The project aims at the theoretical design, synthesis and photophysical characterization of new organic and organometallic systems for applications in Dye Sensitized Solar Cells (DSSCs) and Bulk Heterojunction solar cells (BHJ).

1. 
   DSSCs:
   the research plans to investigate the following new molecular systems:
   
   
   
   
   • metal porphyrins symmetrically and asymmetrically substituted in the
     meso
     positions with phenyl,
     ortho
     -fused polycyclic heteroaromatic/thiofene containing systems or azulene fragments, all linked to the porphyrin core by a triple bond.
   
   
   • Ru complexes containing polycyclic thiophene-based 2,2’-bipyridyl ligands.
   
   
   • Diazafluorene-fullerene containing Ru complexes
   
   
   • polypyridines conjugated with electron-rich and electron-poor simple or benzofused heteroaromatic rings and their Ru complexes in order to enhance capacity of solar harvesting through higher Vis absorption and extension to the red and NIR range of the spectrum. The design of the above porphyrin systems and organometallic complexes will be guided by a theoretical TD-DFT investigation.
   
   
   • Preparation of thin films based on a nanostructured assembly of mesoporous TiO₂ and the dye, its application to a classical DSC solar cell.
   
   
   
   

The most promising molecular systems will be sent to the Università di Ferrara (Prof. Bignozzi) to be tested for DSCs solar cells.




2) BHJ:
the following new organometallic complexes will be synthesized and investigated for BHJ solar cells:

• Ru complexes of nitrogen-donor ligands linked to C60 or to a polycyclic fragment highly p-delocalized, as “acceptor partner”

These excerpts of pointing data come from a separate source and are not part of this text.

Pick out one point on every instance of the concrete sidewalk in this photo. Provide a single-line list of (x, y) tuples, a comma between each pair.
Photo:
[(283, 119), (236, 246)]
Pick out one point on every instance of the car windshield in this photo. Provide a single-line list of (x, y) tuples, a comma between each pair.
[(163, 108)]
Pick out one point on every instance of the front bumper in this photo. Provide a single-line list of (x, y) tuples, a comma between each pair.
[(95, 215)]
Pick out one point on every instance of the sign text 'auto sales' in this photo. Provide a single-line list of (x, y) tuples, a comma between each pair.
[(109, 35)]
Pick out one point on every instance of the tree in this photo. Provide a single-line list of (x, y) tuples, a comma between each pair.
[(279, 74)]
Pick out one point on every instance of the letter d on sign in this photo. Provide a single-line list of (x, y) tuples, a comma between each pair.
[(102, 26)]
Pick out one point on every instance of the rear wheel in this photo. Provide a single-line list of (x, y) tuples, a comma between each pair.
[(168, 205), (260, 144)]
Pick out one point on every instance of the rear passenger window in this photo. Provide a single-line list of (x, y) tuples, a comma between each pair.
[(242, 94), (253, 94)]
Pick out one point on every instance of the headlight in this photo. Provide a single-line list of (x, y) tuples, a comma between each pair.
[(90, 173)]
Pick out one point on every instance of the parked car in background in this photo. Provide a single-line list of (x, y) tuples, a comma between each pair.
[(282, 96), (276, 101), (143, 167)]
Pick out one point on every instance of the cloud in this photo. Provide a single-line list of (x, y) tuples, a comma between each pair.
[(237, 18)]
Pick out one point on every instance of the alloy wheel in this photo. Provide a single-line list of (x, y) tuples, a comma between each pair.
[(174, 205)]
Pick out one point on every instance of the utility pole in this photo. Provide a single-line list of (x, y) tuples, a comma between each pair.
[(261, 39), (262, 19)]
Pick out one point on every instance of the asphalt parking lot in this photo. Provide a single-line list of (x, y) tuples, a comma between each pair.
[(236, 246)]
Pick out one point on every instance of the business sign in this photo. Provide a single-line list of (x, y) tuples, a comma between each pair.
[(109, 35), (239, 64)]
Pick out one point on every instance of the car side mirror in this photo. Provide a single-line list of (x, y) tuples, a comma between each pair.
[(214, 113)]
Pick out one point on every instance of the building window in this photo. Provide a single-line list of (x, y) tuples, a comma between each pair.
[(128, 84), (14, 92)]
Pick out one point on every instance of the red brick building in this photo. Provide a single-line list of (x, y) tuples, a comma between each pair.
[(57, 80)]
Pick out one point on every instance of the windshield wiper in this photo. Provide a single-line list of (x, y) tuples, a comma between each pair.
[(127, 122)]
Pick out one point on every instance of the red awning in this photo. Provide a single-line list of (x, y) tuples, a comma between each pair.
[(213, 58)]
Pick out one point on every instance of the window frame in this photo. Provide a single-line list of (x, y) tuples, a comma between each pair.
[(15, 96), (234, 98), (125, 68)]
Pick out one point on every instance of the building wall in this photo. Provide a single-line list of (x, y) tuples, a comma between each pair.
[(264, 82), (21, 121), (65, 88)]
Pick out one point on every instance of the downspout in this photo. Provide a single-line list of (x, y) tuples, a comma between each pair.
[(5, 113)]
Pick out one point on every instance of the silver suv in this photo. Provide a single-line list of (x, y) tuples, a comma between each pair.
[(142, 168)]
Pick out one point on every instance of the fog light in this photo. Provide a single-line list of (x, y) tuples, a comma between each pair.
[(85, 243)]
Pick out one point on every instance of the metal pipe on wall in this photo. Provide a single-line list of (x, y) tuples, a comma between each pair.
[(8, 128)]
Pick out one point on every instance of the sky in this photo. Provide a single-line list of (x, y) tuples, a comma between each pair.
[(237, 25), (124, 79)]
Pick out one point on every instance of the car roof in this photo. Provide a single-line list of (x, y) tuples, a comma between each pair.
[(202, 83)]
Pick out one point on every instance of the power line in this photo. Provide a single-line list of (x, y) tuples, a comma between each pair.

• Pt complexes inside a polithiophene polymeric chain to be used as donor partners with respect the classical PCBM as acceptor.


• Ru, Ir or Pt complexes of new tris-oligothiophenylphosphanes either fully or partially capped at the terminal thiophene with electron-withdrawing groups to be used as donor partners.

These organometallic and coordination complexes, designed to exploit the flexibility of the metallorganic approach to tune the electronic levels, the absorption and charge transfer properties of donor/acceptor components will be tested as active materials for BHJ solar cells following the protocol reported below:




a) selection of the donor/acceptor systems
sorted out from studies of cyclic voltammetry and TD-DFT calculations;



b)
photoabsorption characterization
with absorption spectroscopy, photoluminescence, photoinduced absorptions etc.;




c) preparation of donor/acceptor photoactive composite thin films
via spin coating.



d)
assembling of BHJ solar cells and photovoltaic characterization
via I-V curves under dark and solar simulated white light, via photo-current action spectra under short circuit conditions.



For both DSCs and BHJ solar cells, the main photovoltaic parameters of the cells will be assessed: the short circuit current, the open circuit voltage, the fill-factor, the power conversion efficiency and the external quantum efficiency spectral response.